En Bosnie, Erdogan appelle les Turcs à la conquête des parlements d’Europe

 
Victimisation, suprémacisme, revanche : ce sont les trois mots-clés qui résument ce discours d’Erdogan en terre d’Europe, dans un pays, la Bosnie, qui pourrait intégrer l’UE dans les années à venir. Pour le président-dictateur, les Turcs qui participent aujourd’hui à des gouvernements européens trahissent leur patrie d’origine en l’attaquant de l’extérieur. Erdogan pose le séparatisme culturel des communautés turques en Europe comme la base d’une reconquête territoriale et politique à peine voilée. « Les Turcs d’Europe doivent prouver leur force », a-t-il lancé. Mais ce doivent être les bons Turcs, ceux qui suivent l’islamisme dominateur prôné par le régime d’Ankara : « Vous devez entrer dans ces Parlements pour remplacer ceux qui trahissent notre pays ». « Etes-vous prêts à prouver la force des Turcs européens au monde entier ? Etes-vous prêts à porter des coups dignes d’un Ottoman aux organisations terroristes et à leurs suppôts ? », a-t-il éructé en visant entre autres l’opposition kurde du PKK et ses succursales européennes.
 
Le stade de Zetra à Sarajevo était tapissé des portraits d’Erdogan mêlés, pour faire bonne mesure, à ceux d’Ataturk. Le rassemblement avait pour prétexte la campagne électorale des prochaines législatives et présidentielle turques du 24 juin auprès de la diaspora turcophone européenne. Les expatriés turcs en Europe émettent en général un vote très favorable au parti d’Erdogan, l’AKP, dont les dirigeants comptent susciter une vague importante en leur faveur sur le continent.
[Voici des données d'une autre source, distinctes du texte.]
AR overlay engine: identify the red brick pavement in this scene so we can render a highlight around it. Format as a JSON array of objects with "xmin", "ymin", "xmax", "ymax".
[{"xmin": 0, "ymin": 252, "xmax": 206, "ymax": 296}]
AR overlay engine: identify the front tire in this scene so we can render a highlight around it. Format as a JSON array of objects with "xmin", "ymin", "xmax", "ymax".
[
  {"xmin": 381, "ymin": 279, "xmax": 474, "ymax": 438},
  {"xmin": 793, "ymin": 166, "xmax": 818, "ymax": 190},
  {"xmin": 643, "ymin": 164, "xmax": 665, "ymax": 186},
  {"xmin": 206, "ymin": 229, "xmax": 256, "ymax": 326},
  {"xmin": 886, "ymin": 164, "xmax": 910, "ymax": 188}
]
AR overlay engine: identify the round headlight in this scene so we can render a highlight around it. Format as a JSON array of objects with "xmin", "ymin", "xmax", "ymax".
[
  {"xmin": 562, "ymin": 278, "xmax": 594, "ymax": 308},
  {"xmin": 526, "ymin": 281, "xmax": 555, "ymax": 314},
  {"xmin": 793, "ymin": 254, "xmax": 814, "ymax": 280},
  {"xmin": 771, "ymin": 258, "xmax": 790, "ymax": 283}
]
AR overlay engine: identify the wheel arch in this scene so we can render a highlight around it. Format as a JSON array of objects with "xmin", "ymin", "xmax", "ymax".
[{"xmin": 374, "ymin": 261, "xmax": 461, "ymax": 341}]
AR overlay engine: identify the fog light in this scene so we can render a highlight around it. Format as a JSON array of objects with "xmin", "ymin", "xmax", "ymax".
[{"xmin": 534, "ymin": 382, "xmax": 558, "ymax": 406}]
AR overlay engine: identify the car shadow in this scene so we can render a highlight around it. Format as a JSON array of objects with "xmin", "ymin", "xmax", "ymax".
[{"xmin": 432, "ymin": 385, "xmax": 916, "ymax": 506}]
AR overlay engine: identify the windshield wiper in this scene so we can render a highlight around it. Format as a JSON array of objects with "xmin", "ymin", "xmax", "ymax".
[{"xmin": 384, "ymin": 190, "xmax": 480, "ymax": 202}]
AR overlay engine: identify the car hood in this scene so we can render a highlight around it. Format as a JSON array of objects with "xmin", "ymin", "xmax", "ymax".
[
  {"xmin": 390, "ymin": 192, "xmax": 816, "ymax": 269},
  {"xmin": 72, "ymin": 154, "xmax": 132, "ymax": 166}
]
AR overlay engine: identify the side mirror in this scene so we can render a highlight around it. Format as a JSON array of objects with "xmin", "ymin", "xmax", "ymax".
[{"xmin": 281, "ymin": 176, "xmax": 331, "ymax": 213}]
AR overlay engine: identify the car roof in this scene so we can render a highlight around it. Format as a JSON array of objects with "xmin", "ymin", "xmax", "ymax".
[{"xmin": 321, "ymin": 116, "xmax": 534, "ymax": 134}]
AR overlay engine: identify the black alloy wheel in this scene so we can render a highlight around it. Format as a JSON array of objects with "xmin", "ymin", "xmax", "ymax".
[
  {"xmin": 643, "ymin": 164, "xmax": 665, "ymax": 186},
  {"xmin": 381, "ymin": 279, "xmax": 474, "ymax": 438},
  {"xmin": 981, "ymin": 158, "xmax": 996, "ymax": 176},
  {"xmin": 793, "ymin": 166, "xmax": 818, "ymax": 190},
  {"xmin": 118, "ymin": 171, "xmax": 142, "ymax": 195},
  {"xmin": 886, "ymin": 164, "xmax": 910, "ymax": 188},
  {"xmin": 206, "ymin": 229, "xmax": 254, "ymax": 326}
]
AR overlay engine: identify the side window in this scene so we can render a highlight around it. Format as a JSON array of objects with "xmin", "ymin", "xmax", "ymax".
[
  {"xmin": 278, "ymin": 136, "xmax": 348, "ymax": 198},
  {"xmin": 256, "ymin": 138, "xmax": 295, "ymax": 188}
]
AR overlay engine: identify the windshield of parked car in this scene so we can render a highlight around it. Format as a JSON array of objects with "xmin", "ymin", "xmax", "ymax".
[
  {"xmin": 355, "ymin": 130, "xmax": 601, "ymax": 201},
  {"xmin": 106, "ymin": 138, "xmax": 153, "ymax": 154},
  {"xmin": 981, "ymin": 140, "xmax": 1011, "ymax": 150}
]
Le choix de la capitale de Bosnie-Herzégovine a été posé par les mandarins du régime turc après que l’Allemagne, l’Autriche et les Pays-Bas leur ont interdit de venir faire campagne sur leurs territoires, avivant un peu plus les tensions entre Ankara et Bruxelles.
 

Le choix de la Bosnie par Erdogan ravive le souvenir de la guerre de 1992-1995 et celui de la domination turque sur les Balkans

 
Le choix de la Bosnie, en partie musulmane, ravive le souvenir de la guerre sanglante (1992-1995) qui a suivi la chute de la Yougoslavie avec participation de troupes musulmanes étrangères contre les Serbes et qui fit près de 100.000 morts. Il ravive aussi le souvenir de l’occupation turque des Balkans, amorcée par la victoire de Gallipoli en 1347 puis par celle du Champ des Merles contre la Serbie en 1389. Cette domination ottomane sur l’Europe du Sud-Est ne prendra formellement fin que par le traité de Sèvres en 1920. Erdogan parodie aujourd’hui le califat aboli par Ataturk en 1923, avec en ligne de mire une reconquista à l’envers d’une Europe devenue pour partie apostate.
 
Dans son discours, Erdogan a appelé à donner du travail aux citoyens turcs qui partent à l’étranger et, au chapitre du communautarisme, a exigé de nouveaux programmes pour enseigner le turc à leurs enfants. Il s’est permis de critiquer l’Allemagne et les autres pays qui lui ont interdit de mener campagne sur leur sol et leur a répliqué en révélant que l’agence d’Etat turque TRT allait étendre sa couverture en Europe afin de contrer « la propagande contre les musulmans ». Il a promis que les Turcs qui adoptent la citoyenneté de pays étrangers ne perdraient pas leur droit de vote en Turquie. Les élections turques du 24 juin sont les premières à se tenir depuis les arrestations massives de dirigeants du parti pro-kurde HDP, en 2016, sous prétexte qu’il soutiendrait l’organisation armée kurde PKK. Elles vont intervenir alors que 55.000 personnes ont été incarcérées suite à la tentative de coup d’Etat militaire de juillet 2016. Lundi, 104 militaires accusés d’avoir participé à cette tentative de putsch ont été condamnés à la réclusion criminelle à perpétuité.